# Tutorial: Train a room occupancy prediction model, export it in ONNX format and score with ADX

Open dataset from UCI Repository: __[Occupancy Detection](https://archive.ics.uci.edu/ml/datasets/Occupancy+Detection+)__

Experimental data used for binary classification (room occupancy) from Temperature,Humidity,Light and CO2.
Ground-truth occupancy was obtained from time stamped pictures that were taken every minute


## Prerequisite

* Enable Python plugin on your ADX cluster (see the Onboarding section of the __[python() plugin doc](https://docs.microsoft.com/en-us/azure/data-explorer/kusto/query/pythonplugin?pivots=azuredataexplorer)__)
* Whitelist a blob container to be accessible by ADX Python sandbox (see the Appendix section of the doc)
* Create a local Python environment (conda or virtual env) that reflects the Python sandbox image
* Install in that environment ONNX packages: onnxruntime and skl2onnx packages
* Install in that environment Azure Blob Storage package: azure-storage-blob

## Explore data

Before you train a model, you need to understand the data that you are using to train it. In this section you learn how to:

* Fetch the occupancy detection dataset from Kusto using __[KqlMagic](https://docs.microsoft.com/en-us/azure/data-explorer/kqlmagic)__

* Display some records

In [1]:
#!pip install Kqlmagic -q --no-cache-dir --upgrade

In [2]:
reload_ext Kqlmagic

<IPython.core.display.Javascript object>

<IPython.core.display.Javascript object>

In [3]:
%config Kqlmagic.auto_dataframe = True

### Retrieving the table for classification from Kusto

In [4]:
%kql kusto://code;cluster='demo11.westus';database='ML' -try_azcli_login

<IPython.core.display.Javascript object>

In [5]:
%kql df << OccupancyDetection

In [6]:
print(df.shape, "\n")
df[:4]

(20560, 8) 



Unnamed: 0,Timestamp,Temperature,Humidity,Light,CO2,HumidityRatio,Occupancy,Test
0,2015-02-04 17:51:00+00:00,23.18,27.272,426.0,721.25,0.004793,True,False
1,2015-02-04 17:51:00+00:00,23.15,27.2675,429.5,714.0,0.004783,True,False
2,2015-02-04 17:53:00+00:00,23.15,27.245,426.0,713.5,0.004779,True,False
3,2015-02-04 17:54:00+00:00,23.15,27.2,426.0,708.25,0.004772,True,False


In [7]:
# Convert label column (Occupancy) from binary to string, currently skl2onnx conversion doesn't support binary labels

df.Occupancy = df.Occupancy.astype(str)

## Train Model

Split the data to features (x), labels (y) and for training/testing

In [8]:
train_x = df[df['Test'] == False][['Temperature', 'Humidity', 'Light', 'CO2', 'HumidityRatio']]
train_y = df[df['Test'] == False]['Occupancy']
test_x = df[df['Test'] == True][['Temperature', 'Humidity', 'Light', 'CO2', 'HumidityRatio']]
test_y = df[df['Test'] == True]['Occupancy']

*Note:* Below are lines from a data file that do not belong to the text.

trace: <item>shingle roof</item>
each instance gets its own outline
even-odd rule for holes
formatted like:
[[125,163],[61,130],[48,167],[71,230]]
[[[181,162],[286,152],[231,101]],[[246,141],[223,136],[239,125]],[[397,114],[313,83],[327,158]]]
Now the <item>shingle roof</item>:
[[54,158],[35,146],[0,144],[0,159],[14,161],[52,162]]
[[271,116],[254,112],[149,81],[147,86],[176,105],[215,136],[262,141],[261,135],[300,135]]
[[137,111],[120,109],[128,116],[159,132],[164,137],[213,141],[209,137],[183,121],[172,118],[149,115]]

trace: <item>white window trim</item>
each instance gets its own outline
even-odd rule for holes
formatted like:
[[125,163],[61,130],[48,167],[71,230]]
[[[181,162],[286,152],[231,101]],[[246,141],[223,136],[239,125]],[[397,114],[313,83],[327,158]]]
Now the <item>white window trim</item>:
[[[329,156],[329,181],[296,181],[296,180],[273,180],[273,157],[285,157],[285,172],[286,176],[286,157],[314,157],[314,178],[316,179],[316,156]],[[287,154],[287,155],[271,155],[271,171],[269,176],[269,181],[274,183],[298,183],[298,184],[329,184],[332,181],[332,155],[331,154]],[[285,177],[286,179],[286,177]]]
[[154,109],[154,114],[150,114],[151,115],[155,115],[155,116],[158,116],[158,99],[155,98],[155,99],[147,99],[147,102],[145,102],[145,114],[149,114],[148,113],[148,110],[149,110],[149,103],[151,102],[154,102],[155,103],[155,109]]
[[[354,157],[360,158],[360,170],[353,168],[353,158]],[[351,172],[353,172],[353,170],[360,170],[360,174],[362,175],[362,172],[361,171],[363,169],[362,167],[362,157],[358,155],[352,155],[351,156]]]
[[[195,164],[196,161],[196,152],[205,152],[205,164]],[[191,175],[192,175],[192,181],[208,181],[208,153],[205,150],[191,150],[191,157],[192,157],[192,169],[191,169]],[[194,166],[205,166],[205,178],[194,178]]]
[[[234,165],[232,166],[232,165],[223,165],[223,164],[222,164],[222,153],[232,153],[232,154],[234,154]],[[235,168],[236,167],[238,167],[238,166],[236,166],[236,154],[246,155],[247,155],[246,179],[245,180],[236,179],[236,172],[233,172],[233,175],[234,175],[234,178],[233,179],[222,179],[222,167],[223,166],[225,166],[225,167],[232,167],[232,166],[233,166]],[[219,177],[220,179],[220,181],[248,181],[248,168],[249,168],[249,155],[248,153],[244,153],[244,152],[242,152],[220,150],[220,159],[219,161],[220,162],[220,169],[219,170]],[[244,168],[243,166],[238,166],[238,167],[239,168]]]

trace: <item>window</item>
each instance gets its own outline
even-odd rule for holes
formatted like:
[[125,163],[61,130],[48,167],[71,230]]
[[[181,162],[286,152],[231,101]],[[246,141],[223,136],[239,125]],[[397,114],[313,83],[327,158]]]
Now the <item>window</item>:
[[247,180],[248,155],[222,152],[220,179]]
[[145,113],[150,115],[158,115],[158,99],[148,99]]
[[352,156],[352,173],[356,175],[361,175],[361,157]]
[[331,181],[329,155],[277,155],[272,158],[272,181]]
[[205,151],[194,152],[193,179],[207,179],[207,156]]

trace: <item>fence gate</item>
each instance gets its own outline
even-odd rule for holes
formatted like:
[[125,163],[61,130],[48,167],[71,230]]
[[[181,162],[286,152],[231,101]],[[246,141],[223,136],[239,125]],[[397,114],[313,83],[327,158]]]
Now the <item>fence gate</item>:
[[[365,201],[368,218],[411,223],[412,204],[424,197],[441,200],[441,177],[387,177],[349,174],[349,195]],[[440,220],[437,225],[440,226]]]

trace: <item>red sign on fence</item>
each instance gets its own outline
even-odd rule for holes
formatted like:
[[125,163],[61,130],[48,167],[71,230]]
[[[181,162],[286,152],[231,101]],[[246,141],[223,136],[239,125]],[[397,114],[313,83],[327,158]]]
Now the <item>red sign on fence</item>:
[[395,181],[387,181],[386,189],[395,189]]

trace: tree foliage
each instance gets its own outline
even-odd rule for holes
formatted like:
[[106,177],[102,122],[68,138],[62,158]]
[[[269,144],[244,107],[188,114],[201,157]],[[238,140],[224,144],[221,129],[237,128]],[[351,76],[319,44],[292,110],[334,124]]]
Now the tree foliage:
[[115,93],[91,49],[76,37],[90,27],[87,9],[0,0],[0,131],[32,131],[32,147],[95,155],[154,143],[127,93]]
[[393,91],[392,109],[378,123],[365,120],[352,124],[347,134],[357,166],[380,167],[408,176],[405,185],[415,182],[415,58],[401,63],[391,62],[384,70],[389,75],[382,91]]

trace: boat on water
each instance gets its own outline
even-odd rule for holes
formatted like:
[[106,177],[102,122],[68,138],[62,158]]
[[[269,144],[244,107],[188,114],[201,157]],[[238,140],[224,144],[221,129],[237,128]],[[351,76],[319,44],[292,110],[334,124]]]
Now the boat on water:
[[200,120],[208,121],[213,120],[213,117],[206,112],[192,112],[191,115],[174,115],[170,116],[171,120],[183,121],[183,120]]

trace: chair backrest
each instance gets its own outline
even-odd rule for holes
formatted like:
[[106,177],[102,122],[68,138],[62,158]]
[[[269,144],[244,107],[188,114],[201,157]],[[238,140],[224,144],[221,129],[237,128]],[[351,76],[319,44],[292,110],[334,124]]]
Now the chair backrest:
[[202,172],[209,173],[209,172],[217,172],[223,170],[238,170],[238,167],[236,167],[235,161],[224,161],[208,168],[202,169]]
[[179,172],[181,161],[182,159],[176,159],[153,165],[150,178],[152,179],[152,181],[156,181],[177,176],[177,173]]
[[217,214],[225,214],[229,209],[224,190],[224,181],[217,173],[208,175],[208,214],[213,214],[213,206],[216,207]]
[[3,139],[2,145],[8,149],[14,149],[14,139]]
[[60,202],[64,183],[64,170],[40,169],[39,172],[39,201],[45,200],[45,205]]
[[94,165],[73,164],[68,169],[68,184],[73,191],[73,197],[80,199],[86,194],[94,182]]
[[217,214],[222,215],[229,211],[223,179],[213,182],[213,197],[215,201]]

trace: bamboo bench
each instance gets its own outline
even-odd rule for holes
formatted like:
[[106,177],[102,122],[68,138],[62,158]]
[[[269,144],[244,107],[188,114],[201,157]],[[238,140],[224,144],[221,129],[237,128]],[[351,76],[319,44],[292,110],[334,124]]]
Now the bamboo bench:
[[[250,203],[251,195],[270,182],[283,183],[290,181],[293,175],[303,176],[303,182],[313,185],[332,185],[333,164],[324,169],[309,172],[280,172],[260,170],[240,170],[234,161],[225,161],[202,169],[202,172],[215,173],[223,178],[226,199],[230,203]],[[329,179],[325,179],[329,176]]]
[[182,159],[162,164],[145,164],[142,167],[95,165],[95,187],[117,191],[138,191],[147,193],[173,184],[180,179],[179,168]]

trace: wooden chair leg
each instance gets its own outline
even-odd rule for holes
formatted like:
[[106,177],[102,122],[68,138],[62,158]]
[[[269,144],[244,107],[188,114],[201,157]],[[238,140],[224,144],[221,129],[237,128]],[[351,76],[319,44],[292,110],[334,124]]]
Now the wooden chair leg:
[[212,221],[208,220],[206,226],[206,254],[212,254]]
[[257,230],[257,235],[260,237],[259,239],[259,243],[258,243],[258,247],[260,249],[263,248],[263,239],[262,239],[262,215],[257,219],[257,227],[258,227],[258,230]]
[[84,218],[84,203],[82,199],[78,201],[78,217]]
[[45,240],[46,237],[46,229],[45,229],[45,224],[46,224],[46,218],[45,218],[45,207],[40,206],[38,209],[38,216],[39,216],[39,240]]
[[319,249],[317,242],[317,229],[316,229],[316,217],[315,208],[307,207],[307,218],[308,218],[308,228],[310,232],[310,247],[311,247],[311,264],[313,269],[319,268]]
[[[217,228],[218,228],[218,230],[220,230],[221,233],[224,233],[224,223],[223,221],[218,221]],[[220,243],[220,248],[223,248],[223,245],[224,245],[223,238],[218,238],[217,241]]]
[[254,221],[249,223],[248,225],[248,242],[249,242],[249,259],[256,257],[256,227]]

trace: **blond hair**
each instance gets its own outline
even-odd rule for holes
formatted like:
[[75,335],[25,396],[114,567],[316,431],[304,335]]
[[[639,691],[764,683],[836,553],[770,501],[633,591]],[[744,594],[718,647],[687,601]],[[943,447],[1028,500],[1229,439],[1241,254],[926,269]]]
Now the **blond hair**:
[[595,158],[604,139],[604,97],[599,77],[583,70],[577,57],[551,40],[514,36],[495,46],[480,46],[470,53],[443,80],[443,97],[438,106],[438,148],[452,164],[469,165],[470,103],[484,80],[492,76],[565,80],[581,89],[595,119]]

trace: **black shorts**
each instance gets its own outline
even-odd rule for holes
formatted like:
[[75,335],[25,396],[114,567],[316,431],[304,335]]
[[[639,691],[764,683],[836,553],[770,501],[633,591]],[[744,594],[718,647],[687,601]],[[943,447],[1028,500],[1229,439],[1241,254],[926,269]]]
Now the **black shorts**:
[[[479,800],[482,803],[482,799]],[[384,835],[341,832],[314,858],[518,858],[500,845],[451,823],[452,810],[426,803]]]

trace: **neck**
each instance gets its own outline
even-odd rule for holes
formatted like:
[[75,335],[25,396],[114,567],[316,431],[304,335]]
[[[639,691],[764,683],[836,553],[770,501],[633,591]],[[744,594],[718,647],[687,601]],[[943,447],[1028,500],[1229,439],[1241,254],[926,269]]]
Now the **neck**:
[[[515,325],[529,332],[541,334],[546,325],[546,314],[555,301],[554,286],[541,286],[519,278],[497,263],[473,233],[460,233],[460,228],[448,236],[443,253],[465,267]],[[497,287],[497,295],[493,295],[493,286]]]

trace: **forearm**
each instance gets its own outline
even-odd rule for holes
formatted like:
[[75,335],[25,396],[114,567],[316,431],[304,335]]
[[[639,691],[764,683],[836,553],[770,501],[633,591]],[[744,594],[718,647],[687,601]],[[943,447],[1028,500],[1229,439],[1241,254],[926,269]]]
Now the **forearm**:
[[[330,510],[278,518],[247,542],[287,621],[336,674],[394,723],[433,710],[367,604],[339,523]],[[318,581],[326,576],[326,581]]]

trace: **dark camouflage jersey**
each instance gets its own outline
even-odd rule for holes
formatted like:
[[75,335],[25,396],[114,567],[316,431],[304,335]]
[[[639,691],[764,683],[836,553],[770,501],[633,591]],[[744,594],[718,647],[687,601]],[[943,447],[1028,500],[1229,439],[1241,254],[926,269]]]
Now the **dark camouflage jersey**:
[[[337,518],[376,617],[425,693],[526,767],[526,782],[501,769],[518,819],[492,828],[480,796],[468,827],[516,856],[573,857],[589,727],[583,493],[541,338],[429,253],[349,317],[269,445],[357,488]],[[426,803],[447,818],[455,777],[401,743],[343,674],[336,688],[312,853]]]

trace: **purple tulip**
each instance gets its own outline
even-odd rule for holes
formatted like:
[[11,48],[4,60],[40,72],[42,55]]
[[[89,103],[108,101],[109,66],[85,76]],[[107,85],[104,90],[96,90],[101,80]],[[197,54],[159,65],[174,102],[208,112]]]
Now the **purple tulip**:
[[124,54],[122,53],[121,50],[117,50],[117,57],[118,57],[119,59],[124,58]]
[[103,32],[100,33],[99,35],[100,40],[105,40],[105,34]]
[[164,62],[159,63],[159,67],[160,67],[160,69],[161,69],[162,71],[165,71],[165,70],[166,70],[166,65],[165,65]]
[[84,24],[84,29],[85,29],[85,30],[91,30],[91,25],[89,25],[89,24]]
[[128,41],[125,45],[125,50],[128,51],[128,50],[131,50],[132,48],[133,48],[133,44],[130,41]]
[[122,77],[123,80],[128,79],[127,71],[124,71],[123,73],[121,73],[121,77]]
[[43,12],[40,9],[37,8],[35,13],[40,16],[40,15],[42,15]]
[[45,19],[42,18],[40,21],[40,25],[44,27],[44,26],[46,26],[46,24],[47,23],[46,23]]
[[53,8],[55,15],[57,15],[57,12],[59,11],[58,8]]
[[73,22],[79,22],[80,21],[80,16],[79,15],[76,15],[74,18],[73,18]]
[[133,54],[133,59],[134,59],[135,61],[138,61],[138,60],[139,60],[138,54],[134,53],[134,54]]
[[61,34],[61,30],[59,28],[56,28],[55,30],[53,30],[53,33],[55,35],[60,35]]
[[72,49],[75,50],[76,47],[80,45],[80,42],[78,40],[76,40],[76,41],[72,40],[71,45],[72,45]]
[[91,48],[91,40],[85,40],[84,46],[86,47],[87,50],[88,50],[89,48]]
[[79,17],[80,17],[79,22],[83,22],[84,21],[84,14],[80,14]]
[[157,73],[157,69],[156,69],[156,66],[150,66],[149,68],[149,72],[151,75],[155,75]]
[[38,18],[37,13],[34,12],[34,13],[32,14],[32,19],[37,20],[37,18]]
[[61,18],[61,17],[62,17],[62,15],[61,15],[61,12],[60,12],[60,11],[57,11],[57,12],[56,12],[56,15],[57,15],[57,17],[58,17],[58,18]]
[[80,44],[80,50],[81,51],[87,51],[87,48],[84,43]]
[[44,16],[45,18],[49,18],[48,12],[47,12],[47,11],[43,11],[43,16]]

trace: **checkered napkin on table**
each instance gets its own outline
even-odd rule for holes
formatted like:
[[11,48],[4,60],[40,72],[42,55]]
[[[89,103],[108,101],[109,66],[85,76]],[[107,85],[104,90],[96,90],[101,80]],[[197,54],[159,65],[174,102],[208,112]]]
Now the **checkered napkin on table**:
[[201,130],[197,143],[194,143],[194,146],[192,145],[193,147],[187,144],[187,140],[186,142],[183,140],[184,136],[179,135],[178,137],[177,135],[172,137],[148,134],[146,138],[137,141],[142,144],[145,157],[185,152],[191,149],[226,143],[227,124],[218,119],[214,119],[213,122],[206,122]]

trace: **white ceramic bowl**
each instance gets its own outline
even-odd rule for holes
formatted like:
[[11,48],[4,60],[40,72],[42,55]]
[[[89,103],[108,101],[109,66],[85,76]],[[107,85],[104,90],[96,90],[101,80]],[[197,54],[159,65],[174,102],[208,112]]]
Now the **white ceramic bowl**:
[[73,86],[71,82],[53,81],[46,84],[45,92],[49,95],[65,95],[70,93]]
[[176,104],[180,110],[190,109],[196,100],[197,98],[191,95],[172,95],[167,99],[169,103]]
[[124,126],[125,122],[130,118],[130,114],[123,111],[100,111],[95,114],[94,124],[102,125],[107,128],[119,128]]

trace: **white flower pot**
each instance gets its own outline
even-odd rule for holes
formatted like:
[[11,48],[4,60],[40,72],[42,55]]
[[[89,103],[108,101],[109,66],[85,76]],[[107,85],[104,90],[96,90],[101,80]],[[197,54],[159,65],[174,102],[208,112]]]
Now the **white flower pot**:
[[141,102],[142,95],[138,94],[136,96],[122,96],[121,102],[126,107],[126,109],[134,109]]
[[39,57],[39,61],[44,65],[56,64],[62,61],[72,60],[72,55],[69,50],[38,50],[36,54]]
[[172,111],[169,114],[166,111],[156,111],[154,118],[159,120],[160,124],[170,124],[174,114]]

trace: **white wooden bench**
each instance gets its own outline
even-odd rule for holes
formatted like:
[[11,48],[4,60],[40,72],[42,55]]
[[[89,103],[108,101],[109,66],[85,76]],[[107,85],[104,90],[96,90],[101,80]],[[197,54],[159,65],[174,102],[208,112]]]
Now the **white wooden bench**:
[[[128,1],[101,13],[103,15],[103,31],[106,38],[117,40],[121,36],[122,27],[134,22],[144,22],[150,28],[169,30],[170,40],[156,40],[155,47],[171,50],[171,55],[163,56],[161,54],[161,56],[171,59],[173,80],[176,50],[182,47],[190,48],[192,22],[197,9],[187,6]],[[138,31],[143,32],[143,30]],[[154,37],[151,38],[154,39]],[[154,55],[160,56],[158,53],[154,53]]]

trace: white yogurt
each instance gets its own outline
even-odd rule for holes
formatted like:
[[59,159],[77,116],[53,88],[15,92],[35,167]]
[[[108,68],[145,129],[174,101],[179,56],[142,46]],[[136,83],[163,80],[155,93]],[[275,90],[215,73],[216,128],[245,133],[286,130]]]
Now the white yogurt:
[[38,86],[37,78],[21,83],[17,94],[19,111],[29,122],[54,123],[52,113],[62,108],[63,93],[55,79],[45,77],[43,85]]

print(train_x.shape, train_y.shape, test_x.shape, test_y.shape)

(8143, 5) (8143,) (12417, 5) (12417,)


Train few classic models from Scikit-learn

In [None]:
from sklearn import tree
from sklearn import neighbors
from sklearn import naive_bayes
from sklearn.linear_model import LogisticRegression
from sklearn.model_selection import cross_val_score

#four classifier types
clf1 = tree.DecisionTreeClassifier()
clf2 = LogisticRegression(solver='liblinear')
clf3 = neighbors.KNeighborsClassifier()
clf4 = naive_bayes.GaussianNB()

In [10]:
clf1 = clf1.fit(train_x, train_y)
clf2 = clf2.fit(train_x, train_y)
clf3 = clf3.fit(train_x, train_y)
clf4 = clf4.fit(train_x, train_y)

Accuracy on Training set

In [11]:
for clf, label in zip([clf1, clf2, clf3, clf4], ['Decision Tree', 'Logistic Regression', 'K Nearest Neighbour', 'Naive Bayes']):
            scores = cross_val_score(clf, train_x, train_y, cv=5, scoring='accuracy')
            print("Accuracy: %0.4f (+/- %0.4f) [%s]" % (scores.mean(), scores.std(), label))

Accuracy: 0.9247 (+/- 0.0648) [Decision Tree]
Accuracy: 0.9862 (+/- 0.0140) [Logistic Regression]
Accuracy: 0.9503 (+/- 0.0555) [K Nearest Neighbour]
Accuracy: 0.9635 (+/- 0.0268) [Naive Bayes]


Accuracy on Testing set

In [12]:
for clf, label in zip([clf1, clf2, clf3, clf4], ['Decision Tree', 'Logistic Regression', 'K Nearest Neighbour', 'Naive Bayes']):
            scores = cross_val_score(clf, test_x, test_y, cv=5, scoring='accuracy')
            print("Accuracy: %0.4f (+/- %0.4f) [%s]" % (scores.mean(), scores.std(), label))

Accuracy: 0.8556 (+/- 0.1195) [Decision Tree]
Accuracy: 0.9887 (+/- 0.0071) [Logistic Regression]
Accuracy: 0.9656 (+/- 0.0223) [K Nearest Neighbour]
Accuracy: 0.8893 (+/- 0.1265) [Naive Bayes]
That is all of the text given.